Given the complex nature of this data, the requirements articulated by Inokufu encompass the following aspects:

  1. The capacity to process specialized terminology: texts from the domain of education and professional training employ specific terms that are frequently absent from general corpora. It is essential to obtain a model capable of understanding and exploiting these specialized terminologies, thereby ensuring that content is correctly represented and searchable. This enhances the precision of alignments between training offerings and user-expressed requirements.
     
  2. Hierarchical classification of educational and professional data: educational contents are often characterized by complex hierarchies (skills, certifications, and training paths). In order to navigate these structures in an efficient manner and assist users in locating the appropriate resources, it is essential to have a classification system that respects and reflects these hierarchies.
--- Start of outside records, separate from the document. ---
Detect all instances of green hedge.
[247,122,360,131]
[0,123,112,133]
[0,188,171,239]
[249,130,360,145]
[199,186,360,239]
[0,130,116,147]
The solution must enable content to be classified in a manner that preserves the relationships between different hierarchical levels, such as between general categories and their sub-themes.
     
  3. Effectiveness of semantic search: To enhance the user experience, it is essential to implement a semantic search that is capable of understanding the intentions of the users, even when they use approximate terms or varied expressions to describe their needs.

In order to address these requirements, this thesis presents two significant contributions:

  1. BERTEPro: a novel semantic representation framework tailored to texts within the domain of education and professional training. By combining a specific pre-training phase on domain-specific corpora with fine-tuning on general tasks, BERTEPro facilitates a more nuanced comprehension of semantic nuances and the generation of precise and relevant representations, thereby enhancing the capacity to classify and search for educational content.
     
  2. HMCCCProbT: a Hierarchical Multi-label Classification framework that is capable of modeling both local and global dependencies within hierarchical structures in an efficient manner. By employing a probabilistic transmission mechanism, HMCCCProbT facilitates enhanced accuracy while limiting errors associated with the propagation of erroneous decisions at each level of the hierarchy.

These two complementary approaches have been validated by experiments on real-world datasets from the domain of education and professional training. They have demonstrated their capacity to enhance the quality of classifications and the search for Learning Object in an educational context.